14 mei 2007 | Hoge Raad | jurisprudentie | LJN-nummer: AP0226 Zaaknr: 38958

Iemand werkte in 1998 en 1999 op een boorplatform op het Nederlandse deel van het continentale plat. Het boorplatform kon drijven, maar ook op de zeebodem geplaatst worden door de poten te laten zakken. In beide jaren was de betrokkene 195 dagen op het boorplatform aanwezig. In zijn aangifte inkomstenbelasting claimde hij de zeedagenaftrek, omdat het boorplatform naar zijn mening een zeeschip was. De zeedagenaftrek was een aftrekpost, die bestond uit een vast bedrag per dag, die als werknemer aan boord van een zeeschip werd doorgebracht.
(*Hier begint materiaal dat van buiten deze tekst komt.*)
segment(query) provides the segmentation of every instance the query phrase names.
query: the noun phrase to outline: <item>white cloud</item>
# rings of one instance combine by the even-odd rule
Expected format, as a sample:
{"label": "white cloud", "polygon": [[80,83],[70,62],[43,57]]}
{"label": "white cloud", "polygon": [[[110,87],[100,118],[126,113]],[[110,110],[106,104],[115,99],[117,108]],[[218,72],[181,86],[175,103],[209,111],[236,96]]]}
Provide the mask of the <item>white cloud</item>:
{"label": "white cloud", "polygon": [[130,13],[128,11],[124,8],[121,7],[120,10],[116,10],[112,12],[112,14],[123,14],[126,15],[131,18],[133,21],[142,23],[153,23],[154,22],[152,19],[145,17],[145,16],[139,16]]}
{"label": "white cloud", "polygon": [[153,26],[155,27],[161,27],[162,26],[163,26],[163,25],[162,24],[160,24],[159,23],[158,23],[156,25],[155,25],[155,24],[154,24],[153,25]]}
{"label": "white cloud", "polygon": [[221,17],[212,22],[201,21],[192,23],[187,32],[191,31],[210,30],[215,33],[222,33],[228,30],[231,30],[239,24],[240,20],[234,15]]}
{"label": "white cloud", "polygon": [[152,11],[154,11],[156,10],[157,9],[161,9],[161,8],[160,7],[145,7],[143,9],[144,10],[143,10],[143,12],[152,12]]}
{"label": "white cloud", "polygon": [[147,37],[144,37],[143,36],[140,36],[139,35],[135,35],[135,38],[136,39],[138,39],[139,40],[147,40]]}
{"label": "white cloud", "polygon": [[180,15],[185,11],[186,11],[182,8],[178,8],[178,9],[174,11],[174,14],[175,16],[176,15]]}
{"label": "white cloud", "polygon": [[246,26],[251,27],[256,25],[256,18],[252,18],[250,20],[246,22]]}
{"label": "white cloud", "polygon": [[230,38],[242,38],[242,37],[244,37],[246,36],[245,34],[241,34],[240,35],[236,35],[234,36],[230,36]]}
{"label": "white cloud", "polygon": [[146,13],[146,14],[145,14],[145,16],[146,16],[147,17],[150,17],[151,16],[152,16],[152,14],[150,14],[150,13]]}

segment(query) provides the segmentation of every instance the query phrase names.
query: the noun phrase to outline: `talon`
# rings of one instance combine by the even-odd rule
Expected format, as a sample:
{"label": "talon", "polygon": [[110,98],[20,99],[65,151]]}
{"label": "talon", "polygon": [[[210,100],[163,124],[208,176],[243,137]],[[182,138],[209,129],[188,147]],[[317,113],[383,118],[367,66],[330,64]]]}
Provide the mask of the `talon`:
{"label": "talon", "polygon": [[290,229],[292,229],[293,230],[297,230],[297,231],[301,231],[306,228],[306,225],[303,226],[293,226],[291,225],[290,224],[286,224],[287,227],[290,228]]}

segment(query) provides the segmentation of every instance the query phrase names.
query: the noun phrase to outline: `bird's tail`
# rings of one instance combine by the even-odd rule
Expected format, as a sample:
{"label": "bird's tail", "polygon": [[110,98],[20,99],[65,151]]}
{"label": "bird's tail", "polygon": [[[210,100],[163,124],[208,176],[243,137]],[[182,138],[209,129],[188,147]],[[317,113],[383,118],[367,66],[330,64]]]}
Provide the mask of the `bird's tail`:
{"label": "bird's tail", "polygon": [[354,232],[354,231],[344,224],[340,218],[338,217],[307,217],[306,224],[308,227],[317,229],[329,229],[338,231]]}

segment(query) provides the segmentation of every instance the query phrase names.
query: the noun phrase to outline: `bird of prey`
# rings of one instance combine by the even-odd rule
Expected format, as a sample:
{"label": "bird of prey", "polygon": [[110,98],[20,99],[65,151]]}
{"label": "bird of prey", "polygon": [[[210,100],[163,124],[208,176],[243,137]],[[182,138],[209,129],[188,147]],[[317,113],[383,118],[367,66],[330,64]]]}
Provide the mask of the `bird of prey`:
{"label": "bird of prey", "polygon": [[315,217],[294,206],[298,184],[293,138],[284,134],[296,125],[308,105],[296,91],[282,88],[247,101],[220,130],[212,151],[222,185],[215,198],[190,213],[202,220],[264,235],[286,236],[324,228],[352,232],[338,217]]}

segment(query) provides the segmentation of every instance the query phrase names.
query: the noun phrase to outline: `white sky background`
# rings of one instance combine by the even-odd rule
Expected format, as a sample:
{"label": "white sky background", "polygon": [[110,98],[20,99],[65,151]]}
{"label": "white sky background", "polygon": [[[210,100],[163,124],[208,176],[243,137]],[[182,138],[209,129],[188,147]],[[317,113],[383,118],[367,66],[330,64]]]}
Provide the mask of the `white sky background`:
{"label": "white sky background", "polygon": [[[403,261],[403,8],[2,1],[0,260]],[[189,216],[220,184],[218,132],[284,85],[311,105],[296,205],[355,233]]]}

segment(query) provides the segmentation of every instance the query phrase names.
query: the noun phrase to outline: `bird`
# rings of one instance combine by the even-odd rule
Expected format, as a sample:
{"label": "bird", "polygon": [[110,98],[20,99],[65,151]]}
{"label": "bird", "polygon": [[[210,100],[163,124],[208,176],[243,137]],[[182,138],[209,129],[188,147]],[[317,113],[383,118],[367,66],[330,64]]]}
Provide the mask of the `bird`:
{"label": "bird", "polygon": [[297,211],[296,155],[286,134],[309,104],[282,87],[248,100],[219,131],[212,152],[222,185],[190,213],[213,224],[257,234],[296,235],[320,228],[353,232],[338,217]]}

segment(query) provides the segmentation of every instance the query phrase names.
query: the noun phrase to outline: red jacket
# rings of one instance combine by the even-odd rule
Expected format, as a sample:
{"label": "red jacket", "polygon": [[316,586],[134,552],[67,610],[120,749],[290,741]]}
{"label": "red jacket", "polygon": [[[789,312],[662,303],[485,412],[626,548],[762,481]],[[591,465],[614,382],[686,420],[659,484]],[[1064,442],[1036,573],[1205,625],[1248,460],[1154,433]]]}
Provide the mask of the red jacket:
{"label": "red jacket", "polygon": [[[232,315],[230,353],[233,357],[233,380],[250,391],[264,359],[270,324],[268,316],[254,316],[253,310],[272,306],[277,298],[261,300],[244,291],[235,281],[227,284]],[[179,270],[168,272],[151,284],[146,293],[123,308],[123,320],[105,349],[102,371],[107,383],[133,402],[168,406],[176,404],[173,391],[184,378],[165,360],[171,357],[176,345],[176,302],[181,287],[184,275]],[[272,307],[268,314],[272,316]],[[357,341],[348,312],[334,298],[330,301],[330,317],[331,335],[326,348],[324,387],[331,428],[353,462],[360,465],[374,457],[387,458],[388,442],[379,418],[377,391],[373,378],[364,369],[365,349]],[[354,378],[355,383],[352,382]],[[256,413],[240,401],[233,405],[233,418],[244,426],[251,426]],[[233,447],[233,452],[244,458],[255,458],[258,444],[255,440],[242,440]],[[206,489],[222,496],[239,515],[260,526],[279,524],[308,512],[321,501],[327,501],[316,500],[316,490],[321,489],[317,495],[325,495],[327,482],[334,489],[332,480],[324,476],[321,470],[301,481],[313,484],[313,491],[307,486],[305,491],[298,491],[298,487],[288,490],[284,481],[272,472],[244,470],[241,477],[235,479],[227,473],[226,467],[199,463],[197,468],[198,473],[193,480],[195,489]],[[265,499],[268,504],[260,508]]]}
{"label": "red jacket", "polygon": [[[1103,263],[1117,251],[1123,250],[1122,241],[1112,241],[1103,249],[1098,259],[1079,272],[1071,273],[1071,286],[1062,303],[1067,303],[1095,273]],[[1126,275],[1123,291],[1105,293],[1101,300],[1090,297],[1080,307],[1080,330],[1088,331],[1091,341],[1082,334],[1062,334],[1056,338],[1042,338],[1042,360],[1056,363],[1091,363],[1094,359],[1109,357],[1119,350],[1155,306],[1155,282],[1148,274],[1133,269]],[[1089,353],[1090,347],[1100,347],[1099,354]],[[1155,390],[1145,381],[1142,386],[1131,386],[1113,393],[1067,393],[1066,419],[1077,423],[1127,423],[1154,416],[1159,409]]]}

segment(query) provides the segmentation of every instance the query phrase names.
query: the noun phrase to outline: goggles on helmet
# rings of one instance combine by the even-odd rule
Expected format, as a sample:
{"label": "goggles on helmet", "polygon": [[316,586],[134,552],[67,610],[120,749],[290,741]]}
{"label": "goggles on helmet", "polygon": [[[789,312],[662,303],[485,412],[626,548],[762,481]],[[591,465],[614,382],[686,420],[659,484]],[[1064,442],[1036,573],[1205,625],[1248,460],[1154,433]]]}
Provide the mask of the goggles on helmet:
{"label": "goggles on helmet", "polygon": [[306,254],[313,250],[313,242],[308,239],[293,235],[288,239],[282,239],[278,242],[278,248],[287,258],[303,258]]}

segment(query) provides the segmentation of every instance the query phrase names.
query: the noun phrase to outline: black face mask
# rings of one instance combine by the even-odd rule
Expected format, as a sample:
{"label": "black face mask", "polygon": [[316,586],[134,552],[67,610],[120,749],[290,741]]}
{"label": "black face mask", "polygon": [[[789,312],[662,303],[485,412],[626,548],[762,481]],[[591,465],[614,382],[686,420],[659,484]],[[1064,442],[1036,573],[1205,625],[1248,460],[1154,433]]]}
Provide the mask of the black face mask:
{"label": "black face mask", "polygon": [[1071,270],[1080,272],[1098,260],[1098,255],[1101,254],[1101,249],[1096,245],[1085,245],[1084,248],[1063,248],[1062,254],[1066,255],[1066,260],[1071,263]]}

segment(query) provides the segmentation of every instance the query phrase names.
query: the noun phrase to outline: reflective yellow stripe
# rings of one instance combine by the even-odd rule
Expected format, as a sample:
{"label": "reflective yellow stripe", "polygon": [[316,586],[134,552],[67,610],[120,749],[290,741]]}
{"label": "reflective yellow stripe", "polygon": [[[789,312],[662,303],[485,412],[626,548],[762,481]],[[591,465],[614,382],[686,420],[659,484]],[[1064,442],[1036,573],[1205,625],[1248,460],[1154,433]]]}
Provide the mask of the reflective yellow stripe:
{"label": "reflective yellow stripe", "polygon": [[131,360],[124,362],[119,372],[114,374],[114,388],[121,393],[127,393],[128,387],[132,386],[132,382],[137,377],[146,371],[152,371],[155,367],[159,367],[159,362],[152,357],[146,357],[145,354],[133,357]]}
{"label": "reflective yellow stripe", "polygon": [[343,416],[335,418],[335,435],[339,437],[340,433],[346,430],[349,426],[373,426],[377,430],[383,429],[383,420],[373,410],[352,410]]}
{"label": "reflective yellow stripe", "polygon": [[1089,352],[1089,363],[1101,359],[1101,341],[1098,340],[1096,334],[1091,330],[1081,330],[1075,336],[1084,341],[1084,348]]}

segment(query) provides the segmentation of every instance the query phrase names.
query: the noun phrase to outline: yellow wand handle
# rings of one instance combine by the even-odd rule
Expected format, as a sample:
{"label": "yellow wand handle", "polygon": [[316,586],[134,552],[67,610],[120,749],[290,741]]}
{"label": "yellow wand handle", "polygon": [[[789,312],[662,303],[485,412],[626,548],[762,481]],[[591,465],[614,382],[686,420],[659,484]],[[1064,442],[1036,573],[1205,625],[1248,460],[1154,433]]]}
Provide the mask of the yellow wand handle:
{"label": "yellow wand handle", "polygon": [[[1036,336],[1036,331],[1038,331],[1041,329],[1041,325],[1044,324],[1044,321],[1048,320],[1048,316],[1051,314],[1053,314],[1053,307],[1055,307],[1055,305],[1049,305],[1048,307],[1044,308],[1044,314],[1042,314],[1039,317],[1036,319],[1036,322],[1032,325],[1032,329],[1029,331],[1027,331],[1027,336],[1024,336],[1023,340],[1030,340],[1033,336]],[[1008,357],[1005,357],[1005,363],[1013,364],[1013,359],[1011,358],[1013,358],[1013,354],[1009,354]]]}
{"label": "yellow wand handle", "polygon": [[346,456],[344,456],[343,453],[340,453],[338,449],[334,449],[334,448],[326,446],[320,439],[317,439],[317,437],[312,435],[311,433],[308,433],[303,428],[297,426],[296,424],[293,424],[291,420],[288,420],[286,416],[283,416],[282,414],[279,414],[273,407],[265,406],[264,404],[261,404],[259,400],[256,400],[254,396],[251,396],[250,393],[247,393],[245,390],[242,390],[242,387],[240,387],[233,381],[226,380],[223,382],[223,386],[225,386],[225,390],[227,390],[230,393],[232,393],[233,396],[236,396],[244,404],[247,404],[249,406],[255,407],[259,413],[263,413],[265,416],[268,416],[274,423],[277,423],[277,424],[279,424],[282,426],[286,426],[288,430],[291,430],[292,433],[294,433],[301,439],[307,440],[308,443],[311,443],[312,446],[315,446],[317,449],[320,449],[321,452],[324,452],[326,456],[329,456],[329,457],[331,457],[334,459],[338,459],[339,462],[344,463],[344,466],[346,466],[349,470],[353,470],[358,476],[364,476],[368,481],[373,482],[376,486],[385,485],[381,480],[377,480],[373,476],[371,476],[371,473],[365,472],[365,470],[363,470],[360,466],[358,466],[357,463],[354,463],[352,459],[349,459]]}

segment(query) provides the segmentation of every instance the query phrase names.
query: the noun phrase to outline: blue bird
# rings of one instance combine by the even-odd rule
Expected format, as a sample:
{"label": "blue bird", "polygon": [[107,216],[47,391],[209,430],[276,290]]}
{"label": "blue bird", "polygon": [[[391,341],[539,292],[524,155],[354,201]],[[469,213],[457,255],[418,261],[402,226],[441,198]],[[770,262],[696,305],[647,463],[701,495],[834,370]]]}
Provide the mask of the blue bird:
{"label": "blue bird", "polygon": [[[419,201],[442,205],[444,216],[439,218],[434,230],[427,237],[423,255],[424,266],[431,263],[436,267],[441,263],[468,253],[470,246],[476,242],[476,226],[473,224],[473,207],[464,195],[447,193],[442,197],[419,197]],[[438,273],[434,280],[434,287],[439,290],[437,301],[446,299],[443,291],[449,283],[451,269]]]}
Hof Den Haag was van oordeel, dat het boorplatform geen zeeschip was. Volgens de bepalingen van het Burgerlijk Wetboek is een zeeschip een schip dat "volgens zijn constructie uitsluitend of in hoofdzaak voor drijven in zee is bestemd". Aan die omschrijving was volgens het Hof niet voldaan, omdat het boorplatform niet hoofdzakelijk bedoeld is om te drijven. De Hoge Raad heeft de uitspraak van het Hof vernietigd, omdat het begrip zeeschip verkeerd is uitgelegd. Niet van belang is of het schip hoofdzakelijk drijft, maar of het hoofdzakelijk op zee wordt gebruikt. Dat onderscheidt zeeschepen van andere schepen. De werknemer had recht op zeedagenaftrek.